‘I’ll make ye laugh,’ said Haley, laying about their heads with his riding whip.
They ducked their heads, ran shouting up the bank, and were on their horses before he could reach them.
‘Good evening, mas’r,’ said Sam. ’I berry much ’spect missis be anxious ‘bout us. Mas’r Haley won’t want us no longer.’ Then off they went as fast as their horses could gallop.
It was late at night before they reached home again, but Mrs. Shelby was waiting for them. As soon as she heard the horses galloping up she ran out to the balcony.
‘Is that you, Sam?’ she called. ‘Where are they?’
‘Mas’r Haley’s a-restin’ at the tavern. He’s drefful fatigued, missis.’
‘And Eliza, Sam?’
‘Come up here, Sam,’ called Mr. Shelby, who had followed his wife, ’and tell your mistress what she wants to know.’
So Sam went up and told the wonderful story of how Eliza had crossed the river on the floating ice. Mr. and Mrs. Shelby found it hard to believe that such a thing was possible.
Mrs. Shelby was very, very glad that Eliza had escaped. She told Aunt Chloe to give Sam and Andy a specially good supper. Then they went to bed quite pleased with their day’s work.
ELIZA FINDS A REFUGE
A lady and gentleman were sitting talking happily together in the drawing-room of the white house to which Eliza had gone. Suddenly their old black man-of-all-work put his head in at the door and said, ’Will missis come into the kitchen?’
The lady went. Presently she called to her husband, ’I do wish you would come here a moment.’
He rose and went into the kitchen.
There lay Eliza on two kitchen chairs. Her poor feet were all cut and bleeding, and she had fainted quite away. The master of the house drew his breath short, and stood silent.
His wife and the cook were trying to bring Eliza round. The old man had Harry on his knee, and was busy pulling off his shoes and stockings, to warm the little cold feet.
‘Poor creature,’ said the lady.
Suddenly Eliza opened her eyes. A dreadful look of pain came into her face. She sprang up saying, ‘Oh, my Harry, have they got him?’
As soon as he heard her voice, Harry jumped from the old man’s knee, and running to her side, put up his arms.
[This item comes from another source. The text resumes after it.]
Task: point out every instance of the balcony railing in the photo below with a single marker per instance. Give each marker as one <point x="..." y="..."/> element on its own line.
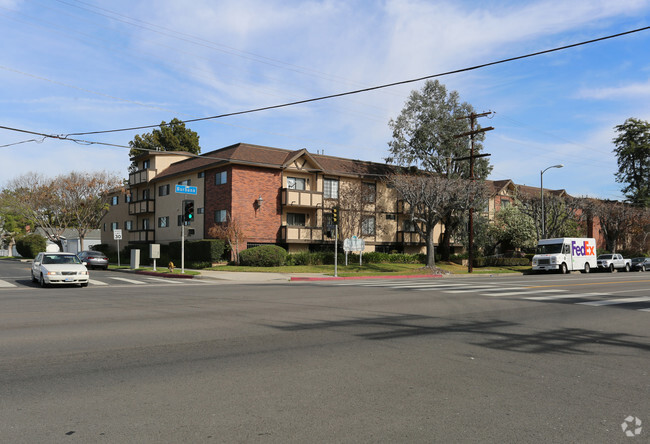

‘Oh, he’s here! he’s here,’ she said, kissing him. ‘Oh, ma’am,’ she went, on turning wildly to the lady of the house, ’do protect us, don’t let them get him.’
‘Nobody shall hurt you here, poor woman,’ said the lady. ’You are safe; don’t be afraid.’
‘God bless you,’ said Eliza, covering her face and sobbing, while Harry, seeing her crying, tried to get into her lap to comfort her.
’You needn’t be afraid of anything; we are friends here, poor woman. Tell me where you come from and what you want,’ said the lady.